Not to be indelicate, but it’s not surprising, given that most film critics were bullied in high school and love the idea of retribution, if only fictional.
But is it representative of what’s actually up on screen?
To be fair, “It” scary, a horror house thrill ride about a gang of pubescent outcasts waging battle against a shape-shifting force of evil that lurks in the town’s musty sewer system.
And as Hollywood demographers will tell you, horror flicks are the one genre immune to digital era disruption from Netflix and social media, because young people like to be scared, in large groups, in the dark.
But “It” — with its hype about friendship, loyalty and emotional connection — wants to be more than a simple fright show.
It wants to tug your heartstrings as a paean to lost innocence, with a coming-of-age story about mismatched kids who form an unlikely “Loser’s Club” to fight evil.
It wants more than your money — it wants your respect.
“I learned storytelling from Stephen King,” director Andy Muschietti told consequenceofsound.net, of his long fascination with the King of Horror.
“And for me, if you’re telling a horror story, you have to make people feel engaged with the characters. You have to care before you attempt to put them in danger.”
Alas, while there are a couple of nuanced performances, there’s nothing you haven’t seen before in the Netflix drama “Stranger Things,” Steven Spielberg’s “E.T.” and Rob Reiner’s previous King adaptation, “Stand By Me.”
The black kid. The Jewish Kid. The chubby kid. The wheezing asthmatic.
I understand the need for easily identifiable audience tropes in a two-hour horror flick, but characters this sketchily drawn, with backstories so ill-defined, have the emotional resonance of an episode of “The Wizards of Waverly Place.”
And much of it doesn’t make sense. The African American kid is targeted by bullies who beat him mercilessly, but — in a nod to delicate sensibilities — with no hint of racism. What’s their motivation? Who knows.
The Jewish kid is considered an outsider because, I gather, he’s Jewish, which may have resonated in 1958, when King’s novel was set, but makes as much sense in 1989 as the film’s one room Victorian library.
The chubby kid is targeted because he’s, well, chubby. How’s that for a backstory?
The kid with the foul mouth is suffering from ... I have no idea.
But the actor who plays him (Canada’s Finn Wolfhard) was more convincing in “Stranger Things,” where every second line wasn’t a smart-aleck riposte to turn him into a 12-year-old Rodney Dangerfield.
“I’m in my forties now and I don’t have kids,” Muschietti told consequenceofsound.net, inadvertently explaining his tone deafness with young actors.
“So I don’t have contact with that generation every day.”

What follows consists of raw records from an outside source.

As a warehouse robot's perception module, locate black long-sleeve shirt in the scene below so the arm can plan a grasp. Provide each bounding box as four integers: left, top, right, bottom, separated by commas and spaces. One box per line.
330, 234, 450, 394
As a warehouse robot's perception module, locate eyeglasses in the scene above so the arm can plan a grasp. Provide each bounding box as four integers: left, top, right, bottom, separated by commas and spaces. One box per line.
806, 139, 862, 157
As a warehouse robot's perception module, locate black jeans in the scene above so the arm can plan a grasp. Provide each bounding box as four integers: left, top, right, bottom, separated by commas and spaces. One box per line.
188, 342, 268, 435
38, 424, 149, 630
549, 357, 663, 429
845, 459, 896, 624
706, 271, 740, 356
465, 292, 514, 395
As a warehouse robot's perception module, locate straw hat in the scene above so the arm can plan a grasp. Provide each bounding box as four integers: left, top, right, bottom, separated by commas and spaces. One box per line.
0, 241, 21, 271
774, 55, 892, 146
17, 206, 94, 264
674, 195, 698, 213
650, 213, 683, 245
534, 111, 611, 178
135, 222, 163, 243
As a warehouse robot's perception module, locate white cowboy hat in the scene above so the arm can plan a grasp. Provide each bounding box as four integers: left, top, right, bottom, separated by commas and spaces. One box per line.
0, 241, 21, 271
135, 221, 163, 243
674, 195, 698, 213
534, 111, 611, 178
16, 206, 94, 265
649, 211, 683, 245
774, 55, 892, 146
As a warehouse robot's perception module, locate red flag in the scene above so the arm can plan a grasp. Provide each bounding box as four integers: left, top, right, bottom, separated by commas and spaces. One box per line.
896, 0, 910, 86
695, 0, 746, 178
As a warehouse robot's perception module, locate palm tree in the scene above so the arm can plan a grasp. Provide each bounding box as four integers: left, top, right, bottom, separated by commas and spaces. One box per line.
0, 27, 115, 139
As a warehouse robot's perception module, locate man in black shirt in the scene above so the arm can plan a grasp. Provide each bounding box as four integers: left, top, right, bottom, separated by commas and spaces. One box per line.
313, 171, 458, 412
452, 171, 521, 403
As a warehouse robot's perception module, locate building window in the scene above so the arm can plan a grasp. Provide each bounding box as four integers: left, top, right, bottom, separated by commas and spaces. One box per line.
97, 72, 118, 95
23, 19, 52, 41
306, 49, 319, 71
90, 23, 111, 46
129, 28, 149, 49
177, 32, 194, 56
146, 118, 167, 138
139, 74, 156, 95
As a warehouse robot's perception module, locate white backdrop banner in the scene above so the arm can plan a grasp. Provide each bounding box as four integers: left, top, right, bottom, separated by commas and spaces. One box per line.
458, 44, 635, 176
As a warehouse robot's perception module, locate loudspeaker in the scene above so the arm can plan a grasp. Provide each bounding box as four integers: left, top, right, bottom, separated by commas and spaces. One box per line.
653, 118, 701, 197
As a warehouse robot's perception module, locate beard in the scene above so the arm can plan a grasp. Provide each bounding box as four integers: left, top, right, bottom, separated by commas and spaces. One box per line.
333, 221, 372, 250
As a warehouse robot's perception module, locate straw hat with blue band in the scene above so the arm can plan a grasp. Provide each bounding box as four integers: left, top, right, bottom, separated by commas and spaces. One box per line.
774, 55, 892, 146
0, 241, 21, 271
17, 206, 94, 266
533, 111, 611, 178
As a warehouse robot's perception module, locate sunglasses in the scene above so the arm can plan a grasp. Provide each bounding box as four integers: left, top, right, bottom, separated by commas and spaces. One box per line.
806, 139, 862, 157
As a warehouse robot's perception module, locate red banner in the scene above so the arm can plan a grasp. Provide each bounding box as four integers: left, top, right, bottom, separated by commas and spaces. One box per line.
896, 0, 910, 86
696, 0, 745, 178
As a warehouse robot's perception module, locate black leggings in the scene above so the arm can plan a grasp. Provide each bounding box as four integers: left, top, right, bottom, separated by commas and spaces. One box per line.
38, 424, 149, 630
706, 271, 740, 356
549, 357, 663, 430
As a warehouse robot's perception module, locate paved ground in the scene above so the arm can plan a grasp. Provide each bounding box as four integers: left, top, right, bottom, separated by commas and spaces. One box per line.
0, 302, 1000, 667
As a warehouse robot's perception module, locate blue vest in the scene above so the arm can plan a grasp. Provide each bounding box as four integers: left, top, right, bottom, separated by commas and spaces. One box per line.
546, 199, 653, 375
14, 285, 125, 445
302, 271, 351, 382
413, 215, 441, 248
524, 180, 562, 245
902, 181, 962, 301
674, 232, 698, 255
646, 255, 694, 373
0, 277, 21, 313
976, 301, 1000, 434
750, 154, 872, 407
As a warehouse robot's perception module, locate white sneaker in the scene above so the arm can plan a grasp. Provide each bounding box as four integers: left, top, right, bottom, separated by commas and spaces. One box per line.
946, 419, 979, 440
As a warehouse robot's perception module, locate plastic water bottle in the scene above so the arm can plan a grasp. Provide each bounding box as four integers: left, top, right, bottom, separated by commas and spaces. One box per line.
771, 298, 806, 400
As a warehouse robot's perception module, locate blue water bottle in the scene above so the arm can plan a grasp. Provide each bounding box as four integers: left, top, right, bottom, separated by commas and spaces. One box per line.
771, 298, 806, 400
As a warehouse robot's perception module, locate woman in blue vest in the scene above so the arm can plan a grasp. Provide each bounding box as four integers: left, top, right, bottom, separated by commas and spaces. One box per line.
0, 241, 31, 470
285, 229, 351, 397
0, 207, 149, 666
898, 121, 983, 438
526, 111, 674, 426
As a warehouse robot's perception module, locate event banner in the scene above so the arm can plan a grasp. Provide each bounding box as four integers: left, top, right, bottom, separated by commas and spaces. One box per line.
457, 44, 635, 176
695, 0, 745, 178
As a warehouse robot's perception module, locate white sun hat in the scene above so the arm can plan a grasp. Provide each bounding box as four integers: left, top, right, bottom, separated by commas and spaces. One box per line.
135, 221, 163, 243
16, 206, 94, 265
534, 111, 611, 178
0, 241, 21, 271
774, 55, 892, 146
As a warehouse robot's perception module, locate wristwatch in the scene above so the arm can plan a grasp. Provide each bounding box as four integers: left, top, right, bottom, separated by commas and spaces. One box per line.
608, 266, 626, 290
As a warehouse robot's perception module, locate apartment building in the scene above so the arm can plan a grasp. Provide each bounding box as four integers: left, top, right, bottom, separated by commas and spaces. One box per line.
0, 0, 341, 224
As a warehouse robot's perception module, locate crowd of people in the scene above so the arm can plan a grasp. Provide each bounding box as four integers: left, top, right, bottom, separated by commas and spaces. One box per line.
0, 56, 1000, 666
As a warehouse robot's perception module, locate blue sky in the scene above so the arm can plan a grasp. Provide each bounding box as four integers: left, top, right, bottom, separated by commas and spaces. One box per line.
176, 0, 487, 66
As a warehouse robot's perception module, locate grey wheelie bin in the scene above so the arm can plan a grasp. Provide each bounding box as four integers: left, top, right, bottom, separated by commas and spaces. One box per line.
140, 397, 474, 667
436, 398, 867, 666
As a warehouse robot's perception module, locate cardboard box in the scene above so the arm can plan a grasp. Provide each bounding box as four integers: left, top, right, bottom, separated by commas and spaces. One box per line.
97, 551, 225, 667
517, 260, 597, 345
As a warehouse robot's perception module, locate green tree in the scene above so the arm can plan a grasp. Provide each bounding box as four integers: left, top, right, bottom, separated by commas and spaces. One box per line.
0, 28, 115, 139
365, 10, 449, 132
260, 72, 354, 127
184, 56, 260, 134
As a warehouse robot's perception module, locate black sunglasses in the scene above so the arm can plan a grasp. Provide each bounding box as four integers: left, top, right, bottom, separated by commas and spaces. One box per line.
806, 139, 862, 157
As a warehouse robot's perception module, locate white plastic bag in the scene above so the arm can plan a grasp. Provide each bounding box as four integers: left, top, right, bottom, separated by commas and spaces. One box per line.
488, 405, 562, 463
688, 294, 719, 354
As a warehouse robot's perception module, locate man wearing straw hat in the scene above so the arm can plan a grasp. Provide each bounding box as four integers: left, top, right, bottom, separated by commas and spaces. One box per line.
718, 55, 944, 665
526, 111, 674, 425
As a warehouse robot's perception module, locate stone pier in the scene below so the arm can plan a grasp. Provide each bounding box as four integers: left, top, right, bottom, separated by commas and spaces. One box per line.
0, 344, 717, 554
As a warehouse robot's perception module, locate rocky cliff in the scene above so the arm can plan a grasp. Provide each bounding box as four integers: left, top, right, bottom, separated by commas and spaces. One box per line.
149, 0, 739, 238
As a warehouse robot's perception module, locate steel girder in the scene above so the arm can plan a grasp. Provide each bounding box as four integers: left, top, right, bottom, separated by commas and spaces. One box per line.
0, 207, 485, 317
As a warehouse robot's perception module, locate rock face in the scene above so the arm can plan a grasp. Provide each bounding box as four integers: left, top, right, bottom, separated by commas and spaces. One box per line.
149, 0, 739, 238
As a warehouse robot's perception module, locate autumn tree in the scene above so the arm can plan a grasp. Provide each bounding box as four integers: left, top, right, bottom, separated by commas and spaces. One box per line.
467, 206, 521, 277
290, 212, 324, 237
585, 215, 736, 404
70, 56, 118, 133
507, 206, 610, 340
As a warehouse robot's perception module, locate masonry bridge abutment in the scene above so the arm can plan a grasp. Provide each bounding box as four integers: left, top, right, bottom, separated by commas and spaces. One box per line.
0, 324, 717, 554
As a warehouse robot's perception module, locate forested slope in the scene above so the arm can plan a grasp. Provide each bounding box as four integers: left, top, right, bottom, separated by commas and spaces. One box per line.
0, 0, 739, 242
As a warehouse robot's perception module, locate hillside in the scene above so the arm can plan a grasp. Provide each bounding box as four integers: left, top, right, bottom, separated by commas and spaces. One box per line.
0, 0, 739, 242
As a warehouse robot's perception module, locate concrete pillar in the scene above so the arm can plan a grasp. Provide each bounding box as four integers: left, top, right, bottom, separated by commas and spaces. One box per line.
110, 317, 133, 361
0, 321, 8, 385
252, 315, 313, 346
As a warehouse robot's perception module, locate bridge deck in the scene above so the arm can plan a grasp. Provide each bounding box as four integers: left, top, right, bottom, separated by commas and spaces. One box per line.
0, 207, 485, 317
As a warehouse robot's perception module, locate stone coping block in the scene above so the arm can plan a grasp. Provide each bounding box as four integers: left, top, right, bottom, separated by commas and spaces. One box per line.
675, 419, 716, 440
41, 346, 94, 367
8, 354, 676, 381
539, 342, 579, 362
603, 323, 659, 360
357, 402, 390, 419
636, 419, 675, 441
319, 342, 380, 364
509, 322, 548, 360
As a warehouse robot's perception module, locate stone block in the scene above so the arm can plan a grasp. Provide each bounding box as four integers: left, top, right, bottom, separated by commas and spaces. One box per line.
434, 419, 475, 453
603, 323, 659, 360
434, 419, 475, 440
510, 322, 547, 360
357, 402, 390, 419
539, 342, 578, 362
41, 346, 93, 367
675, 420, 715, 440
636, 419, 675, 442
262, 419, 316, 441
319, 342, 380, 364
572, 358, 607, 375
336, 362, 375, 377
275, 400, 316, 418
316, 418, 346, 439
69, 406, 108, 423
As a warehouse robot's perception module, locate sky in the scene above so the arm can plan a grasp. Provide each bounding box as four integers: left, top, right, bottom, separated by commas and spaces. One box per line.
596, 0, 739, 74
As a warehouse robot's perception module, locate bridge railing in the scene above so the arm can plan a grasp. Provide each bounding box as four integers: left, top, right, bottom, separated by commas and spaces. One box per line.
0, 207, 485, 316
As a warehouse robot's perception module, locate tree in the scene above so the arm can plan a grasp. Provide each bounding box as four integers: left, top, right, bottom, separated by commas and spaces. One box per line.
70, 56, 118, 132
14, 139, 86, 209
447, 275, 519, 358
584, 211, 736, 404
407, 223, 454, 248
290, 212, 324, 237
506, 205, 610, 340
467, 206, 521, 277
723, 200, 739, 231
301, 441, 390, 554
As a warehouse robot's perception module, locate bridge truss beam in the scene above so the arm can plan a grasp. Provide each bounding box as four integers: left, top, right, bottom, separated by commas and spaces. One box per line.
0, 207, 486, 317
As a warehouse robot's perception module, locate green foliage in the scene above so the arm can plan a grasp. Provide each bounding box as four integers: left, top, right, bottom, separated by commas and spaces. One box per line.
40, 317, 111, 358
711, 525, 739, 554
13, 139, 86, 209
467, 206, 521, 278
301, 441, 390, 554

And what’s the 30-year time jump? Set in small-town Maine, updating the era from the ’50s backwater of King’s novel is not only perfunctory, but pointless.
Yes, “Batman” and “Lethal Weapon 2” are playing in local theatres — so props to Muschietti for looking it up on Wikipedia.
But beyond that, it’s a temporal mishmash, with TV stations that flash late night test patterns, kids roaming the streets without supervision and retro bikes with banana seats and giant carrying baskets I’m pretty sure were out of vogue 20 years before the first George Bush took office.
For the record, 1989 — in real life — was the year of the Exxon Valdez tanker spill, the Rolling Stones “Steel Wheels” tour, nonfat fro-yo, the video game “Tetris” and in-your-face movies like “Do The Right Thing? and Roger & Me,” hardly quaint throwbacks to a simpler time. I know. It’s nitpicking. TV shows like “Happy Days” and “That ’70s Show” reduced their eras to a string of bland clichés and enjoyed wild popularity because the jokes were funny.
And let’s be clear: when you’re a kid, every era is golden. The actual decade is irrelevant.
“It becomes this collective experience,” producer Barbara Muschietti told Deadline.com. “Which is what we’re all trying to achieve in this world of disconnection.”
Noble sentiments, despite the fact her brother doesn’t possess the directorial skills to pull it off.
But in these troubled times for Hollywood, it turns out this aspect of King’s novel isn’t actually the drawing card. It’s the clown, stupid. And the sight of an otherworldly psychopath terrorizing twodimensional dorks is an adrenalin rush that plays as well in “It” as it did in 12 “Friday the 13th” films and nine instalments of “A Nightmare on Elm Street.”
So Hollywood is saved — again — not by an innovative button pusher that reinvents the cinematic wheel, but by the same things that always rescue it in times of trouble: chills, thrills and efficient marketing.
“It’s summer!” notes one of the film’s youthful heroes, about to wage ware on the manic clown monster. “We’re supposed to be having fun. This isn’t fun. It’s scary and disgusting.”
As ad slogans go, you can’t get much clearer than that.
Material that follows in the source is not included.